Cleo is no paragon of virtue, and the family that employs her are not villains. Nothing here is black and white, except the color scheme of the film itself. What is clear is that Cleo, who has raised the children alongside their mother, is part of the family; their destinies and fortunes inextricably linked.
THE MOTHER, Sofia (Marina de Tavira), is an intelligent woman who is preoccupied by the increasingly long absences of her husband, a doctor. It gradually becomes clear to everyone in the household that he has abandoned them.
The four children adore Cleo, and she feels the same about them. But they are boisterous kids and Cleo can never forget for a moment that she is there to clean up after them. We don’t get much of a sense of who the children are — this is really Cleo’s story — except for a lovely scene in which the youngest boy tells Cleo that before he was born, he was a fighter pilot and it was terrifying. I wondered whether that kid was based on the director.
Cleo has a life of her own that the family only gets glimpses of, including a lover, Fermin (Jorge Antonio Guerrero), who is involved in martial arts with a scary intensity and turns out to be a dangerous guy.
The film is punctuated by extraordinary set pieces, including a night-time forest fire outside a resort home on New Year’s Eve; a mystical, outdoor martial-arts lesson given by an expert; and, most memorably, the 1971 Corpus Christi massacre, in which about 120 student demonstrators in Mexico City were killed by soldiers. This last incident unfolds as the characters are inside a furniture store. The violence gets closer and gradually invades the store itself, where it impacts Cleo’s fate profoundly.

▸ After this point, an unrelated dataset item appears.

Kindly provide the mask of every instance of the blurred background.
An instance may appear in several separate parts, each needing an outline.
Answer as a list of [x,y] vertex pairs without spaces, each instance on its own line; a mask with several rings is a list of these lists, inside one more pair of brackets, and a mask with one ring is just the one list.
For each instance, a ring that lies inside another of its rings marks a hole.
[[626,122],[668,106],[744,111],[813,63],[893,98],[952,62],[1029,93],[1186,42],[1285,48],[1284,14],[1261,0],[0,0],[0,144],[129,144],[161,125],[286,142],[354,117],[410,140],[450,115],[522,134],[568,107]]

In addition to the understated, beautifully observed script and extremely natural performances, Roma features beautiful cinematography by Cuarón himself, which is so strong that the images tell the story in many scenes. Shots are often framed so that many characters other than the protagonists are visible, reminding us that there are many other stories to be told here. It will look great on Netflix on your computer or television, but see it in a theater if you can.
Perhaps it is no accident that the film is named Roma, because in addition to being the name of the neighborhood in which the film is set, it also evokes the Italian neorealist films of Vittorio De Sica and Roberto Rossellini, which took place mainly in Rome. Like these Italian directors, Cuarón has an eye for finding beauty and grace in unlikely places, and with Roma he has created a film that is a worthy successor to these neorealist masterpieces.